Sunday, March 28, 2010

The "special" one

A group of MPs have questioned Britain's "special relationship" with the USA and some parts of the media have suggested that this means the relationship is over.

In truth, all they have actually done is attempt to restate what the "special relationship" is - and they got it more or less right. Over the last twenty years or so - and the last decade in particular - the general assumption has been that the "special relationship" consists of some sort of unwritten reciprocal arrangement to scratch one another's back.

This is mostly a media driven assumption - because the media today is extremely lazy and largely ignorant - but it is fairly easy to understand given the lengths Tony Blair went to ingratiate himself with the US authorities and public. But Blair wasn't doing that for Britain's benefit - because Blair is no fool.

Blair knew that he wasn't going to be PM for ever and he knows that most ex-Prime Ministers end up comparatively scratching an obscure living once they depart office. That was never going to be enough for the vain Blair and his crone wife. They wanted fame and money and they knew where that money was and where the pursuit of fame is rewarded - so Blair manipulated that "special relationship" for his own ends.

Personally speaking, that is enough to condemn Blair as a person and a politician - that he put his personal goals before those of the country he was supposed to be leading - but most people still don't understand that about Blair.
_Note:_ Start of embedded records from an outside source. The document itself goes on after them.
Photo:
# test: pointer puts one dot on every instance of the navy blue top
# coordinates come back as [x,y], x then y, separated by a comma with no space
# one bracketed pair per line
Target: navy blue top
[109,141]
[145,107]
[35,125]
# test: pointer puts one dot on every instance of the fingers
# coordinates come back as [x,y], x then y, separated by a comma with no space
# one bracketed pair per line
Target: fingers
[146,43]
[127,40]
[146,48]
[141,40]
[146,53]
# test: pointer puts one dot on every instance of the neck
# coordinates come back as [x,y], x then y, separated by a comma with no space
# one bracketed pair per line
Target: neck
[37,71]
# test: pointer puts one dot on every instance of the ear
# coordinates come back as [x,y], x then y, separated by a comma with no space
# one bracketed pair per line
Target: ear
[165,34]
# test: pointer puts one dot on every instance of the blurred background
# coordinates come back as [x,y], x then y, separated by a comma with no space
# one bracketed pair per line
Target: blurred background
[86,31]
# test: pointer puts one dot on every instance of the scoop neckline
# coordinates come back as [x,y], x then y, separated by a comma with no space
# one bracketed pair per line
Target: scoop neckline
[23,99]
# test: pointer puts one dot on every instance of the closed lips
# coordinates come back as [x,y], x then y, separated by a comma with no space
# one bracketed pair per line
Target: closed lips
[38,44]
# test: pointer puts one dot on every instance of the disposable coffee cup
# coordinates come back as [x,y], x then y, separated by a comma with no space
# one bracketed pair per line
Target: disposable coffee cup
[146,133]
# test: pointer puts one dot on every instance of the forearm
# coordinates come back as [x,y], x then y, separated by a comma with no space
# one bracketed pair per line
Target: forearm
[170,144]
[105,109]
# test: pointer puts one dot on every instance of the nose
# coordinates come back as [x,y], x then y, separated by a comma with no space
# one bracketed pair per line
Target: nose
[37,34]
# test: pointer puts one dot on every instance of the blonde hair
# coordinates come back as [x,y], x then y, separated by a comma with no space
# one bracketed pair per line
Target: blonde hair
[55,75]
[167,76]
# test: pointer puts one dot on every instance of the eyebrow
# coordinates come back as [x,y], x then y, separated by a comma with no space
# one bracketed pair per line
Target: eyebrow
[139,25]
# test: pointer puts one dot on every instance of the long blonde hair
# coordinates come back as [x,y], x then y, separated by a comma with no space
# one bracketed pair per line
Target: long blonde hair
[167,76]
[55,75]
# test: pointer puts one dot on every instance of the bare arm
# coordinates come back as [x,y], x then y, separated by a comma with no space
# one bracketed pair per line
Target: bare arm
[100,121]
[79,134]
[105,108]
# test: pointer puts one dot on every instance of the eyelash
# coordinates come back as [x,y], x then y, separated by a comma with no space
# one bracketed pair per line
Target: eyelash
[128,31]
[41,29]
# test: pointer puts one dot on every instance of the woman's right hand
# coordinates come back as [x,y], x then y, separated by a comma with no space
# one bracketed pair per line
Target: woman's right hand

I don't blame them - after all, we've become used to our politicians putting personal ambition before national interest ever since we joined the EU and the lines are now so blurred that few people recognise this when it happens.

Blair manipulated the "special relationship" to serve his own ends in the same way that many politicians on both sides of the House of Commons manipulate our relationship with the EU for their own ends. The difference is that the relationship with the EU is an enforced and uncomfortable one which is causing considerable damage to our national status and culture.

The "special relationship" with the US was not a political one. Instead it was about two distinct and separate nations who happened to have a lot in common - shared values, culture and even history. It was never about what we could do for each other except incidentally - it was about what we had in common with each other.

What ruined that relationship was not anything that happened in the last twenty years - it is what happened in 1973 when Heath took us into an alliance with a bunch of countries with whom we had little in common and nothing to learn from.

Our "special relationship" with the USA is the same now as it was in 1940 - and the same as it is with Australia, New Zealand and Canada. It's never had an official name, but generally it is known as the Anglosphere. The Anglosphere consists of other nations who, mainly due to our imperial past, have a lot in common with British values and culture and it is an accident of history that one of those happened to be the most powerful nation of the 20th century.

That's all the "special relationship" ever was and will be. The only way it can be changed is if something happens to change the values and culture of one of those nations. Well, something is happening that is changing the values and culture of one of those nations, but it is not in America, or in Canada or in Australia - it is happening here and it is called the EU.